As we’ve reported in past blog posts, Canada’s privacy regulators have been vocal about the need for change to the privacy and data protection laws that apply to the private, public and health sectors in Canada. Most recently, the British Columbia Information and Privacy Commissioner (“OIPC”) called for an overhaul of the Personal Information Protection Act of the province (“BC PIPA”) by proposing a number of recommended changes to the legislation.
The OIPC noted three main areas of concern that need to be addressed to “clarify, strengthen, and enhance” BC PIPA. Further recommendations will be made later in the Fall of 2020, with public submissions open until August 14, 2020 (see below). The three key aspects are:
Mandatory Data Breach Reporting
BC PIPA is “substantially similar” to the federal Personal Information Protection and Electronic Documents Act (“PIPEDA”) and therefore applies to all “organizations” with respect to the processing of personal information in in British Columbia (PIPEDA will still apply in some situations; for example, as it relates to “federal works, business, and undertakings” or inter-provincial and international data transfers).
Importantly for charities and other non-profit organizations, BC PIPA applies to all private entities and does not restrict application in the way PIPEDA or even the Alberta Personal Information Protection Act (“AB PIPA”) does.[1]
Unsurprisingly, the OIPC noted the BC PIPA deficient and lagging behind other jurisdictions on the point of mandatory breach reporting in the private sector both in Canada (with PIPEDA at the federal level and provincially, with AB PIPA) and abroad, with all US States and in Europe under GDPR, having notification requirements. Last year, over 190 voluntary notifications were made in British Columbia.

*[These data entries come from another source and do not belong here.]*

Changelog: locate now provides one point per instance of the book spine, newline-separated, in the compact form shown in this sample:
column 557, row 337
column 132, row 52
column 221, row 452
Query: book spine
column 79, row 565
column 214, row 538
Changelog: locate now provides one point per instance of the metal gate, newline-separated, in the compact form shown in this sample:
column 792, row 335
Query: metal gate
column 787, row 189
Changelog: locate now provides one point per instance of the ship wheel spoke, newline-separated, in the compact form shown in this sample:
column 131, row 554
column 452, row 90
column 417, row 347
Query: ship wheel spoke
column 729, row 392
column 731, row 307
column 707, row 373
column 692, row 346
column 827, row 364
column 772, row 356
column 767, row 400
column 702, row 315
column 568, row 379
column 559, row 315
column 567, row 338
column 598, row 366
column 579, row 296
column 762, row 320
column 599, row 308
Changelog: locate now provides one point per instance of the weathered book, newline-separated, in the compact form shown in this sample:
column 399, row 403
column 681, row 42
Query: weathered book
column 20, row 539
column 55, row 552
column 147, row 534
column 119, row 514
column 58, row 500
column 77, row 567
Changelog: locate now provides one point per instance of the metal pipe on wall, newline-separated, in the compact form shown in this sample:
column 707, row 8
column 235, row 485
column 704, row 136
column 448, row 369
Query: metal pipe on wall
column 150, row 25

The OIPC noted breach notification as “an essential tool” to “exercise the proper oversight” and to assist organizations in their compliance as well as protect the public.

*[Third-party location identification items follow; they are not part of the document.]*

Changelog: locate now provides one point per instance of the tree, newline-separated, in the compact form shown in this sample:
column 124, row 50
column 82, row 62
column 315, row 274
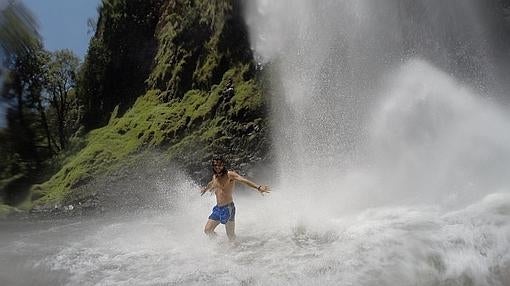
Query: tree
column 60, row 82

Enforcement – ability to levy fines
Citing the Facebook investigation, the OIPC noted that the Competition Bureau was able to levy a fine against Facebook for misleading practices regarding privacy to the tune of $9.5M, while, for the same investigation, the OIPC was not able to penalize the company for failing to implement appropriate safeguards to protect consumer information.
Investigations and Order-making powers
According to the Commissioner, due to the increasing “power imbalance” between consumers and organizations as well as the opacity of data processing, it is necessary to initiate investigations without complaints and make orders to protect individuals.
The Special Committee to Review the BC PIPA invites organizations to make submissions. The deadline for submissions is August 14, 2020.
2020 and 2021 will surely bring about change to privacy and data protection laws in Canada but, at this point, we will have to wait and monitor closely what form this change will take.
If you have any questions about this or other privacy and technology topics, or are considering making a submission on this issue, please reach out David Krebs or another member of our privacy and cyber security team.
[1] Some types of non-profits are subject to AB PIPA like any for-profit organization while others are only subject to the legislation if the processing is during the course of “commercial activities”, which is more closely aligned with the way PIPEDA treats the subject-matter.